A resurgence in right-wing protests has the potential to accomplish something similar for conservative ends. The mass walkouts and strikes against vaccine mandates and the widespread parent-led movements against critical race theory (CRT) are part and parcel of a broader surge in conservative demonstrations over the course of the past six months. Although it’s too soon to measure the effects of the recent anti-vaccine-mandate protests, one need only look to the slate of anti-CRT laws in states across the country to see the political potential of a more confrontational and insistent approach to grassroots conservative politics. Beyond mobilizing disengaged voters and shifting public attitudes on an issue, protesters can push once-marginal causes to the forefront of the national discussion, pressure sluggish and reluctant institutional authorities to take action on an issue, and bring a collective sense of organizing identity and political purpose to previously disparate individuals and groups.

 

Conservatives are not used to thinking in these terms. Rather than seeking to change or influence institutions from the outside, the Right has traditionally been aligned with institutional insiders seeking to protect long-standing arrangements from would-be progressive reforms. But as we increasingly find ourselves on the outside of American institutions — from the education system to Big Business — it is time for conservatives to get comfortable with grassroots activism against the status quo. While it is important to avoid the excesses of the Left, its successes are hard to ignore; witness how left-wing activism conquered academia in the 1960s. The Right can study this history profitably.

 

Fortunately, there is more than enough energy in the conservative base for this project.
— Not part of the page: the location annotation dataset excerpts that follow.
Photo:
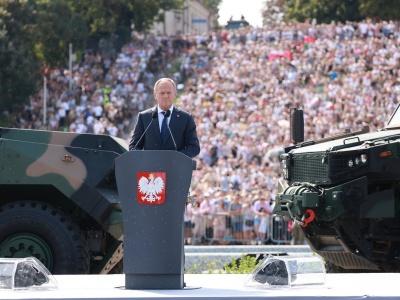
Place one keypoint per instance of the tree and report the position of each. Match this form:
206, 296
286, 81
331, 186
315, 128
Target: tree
105, 17
19, 69
55, 27
324, 11
380, 9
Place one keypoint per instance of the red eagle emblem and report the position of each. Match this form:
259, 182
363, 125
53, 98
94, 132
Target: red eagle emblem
151, 187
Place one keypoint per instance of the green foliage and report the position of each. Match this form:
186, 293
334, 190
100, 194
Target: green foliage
212, 4
325, 11
380, 9
245, 265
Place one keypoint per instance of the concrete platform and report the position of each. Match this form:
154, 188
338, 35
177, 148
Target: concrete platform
202, 286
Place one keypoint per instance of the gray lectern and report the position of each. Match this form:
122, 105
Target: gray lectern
153, 187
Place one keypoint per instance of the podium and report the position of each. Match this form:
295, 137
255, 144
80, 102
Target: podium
153, 186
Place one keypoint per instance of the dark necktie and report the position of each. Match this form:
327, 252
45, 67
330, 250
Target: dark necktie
164, 129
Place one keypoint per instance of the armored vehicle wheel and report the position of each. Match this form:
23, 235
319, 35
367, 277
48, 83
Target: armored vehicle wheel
36, 229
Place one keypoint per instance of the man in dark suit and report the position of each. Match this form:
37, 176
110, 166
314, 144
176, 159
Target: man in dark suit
181, 124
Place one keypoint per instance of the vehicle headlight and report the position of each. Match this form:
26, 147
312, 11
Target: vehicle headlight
363, 158
350, 163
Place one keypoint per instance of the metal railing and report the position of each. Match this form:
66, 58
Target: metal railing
225, 229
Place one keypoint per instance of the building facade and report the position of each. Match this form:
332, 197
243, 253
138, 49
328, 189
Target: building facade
195, 18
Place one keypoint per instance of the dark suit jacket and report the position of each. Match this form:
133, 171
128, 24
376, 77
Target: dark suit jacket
183, 129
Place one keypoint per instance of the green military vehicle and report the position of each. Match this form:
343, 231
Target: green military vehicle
59, 200
344, 192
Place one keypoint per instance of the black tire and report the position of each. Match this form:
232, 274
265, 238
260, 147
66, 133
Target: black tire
37, 229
Last summer’s riots and confrontations with Black Lives Matter and Antifa, the ongoing debates over critical race theory and transgenderism in public schools, and the Biden administration’s surprisingly aggressive progressivism have all led to a broader sense of urgency about the state of the country in red America.

 

Conservative elites and the right-wing grass roots historically have had an uneasy relationship. The energy of the latter can attract rough-around-the-edges voters who at times say or believe kooky or conspiratorial things. But properly channeled, the passion of these individuals — most of whom are decent, generous, fiercely patriotic men and women committed to fighting for America — can be powerful. Republican leaders should not ignore or dismiss them; they should try to harness their ardor toward productive and mutually beneficial ends.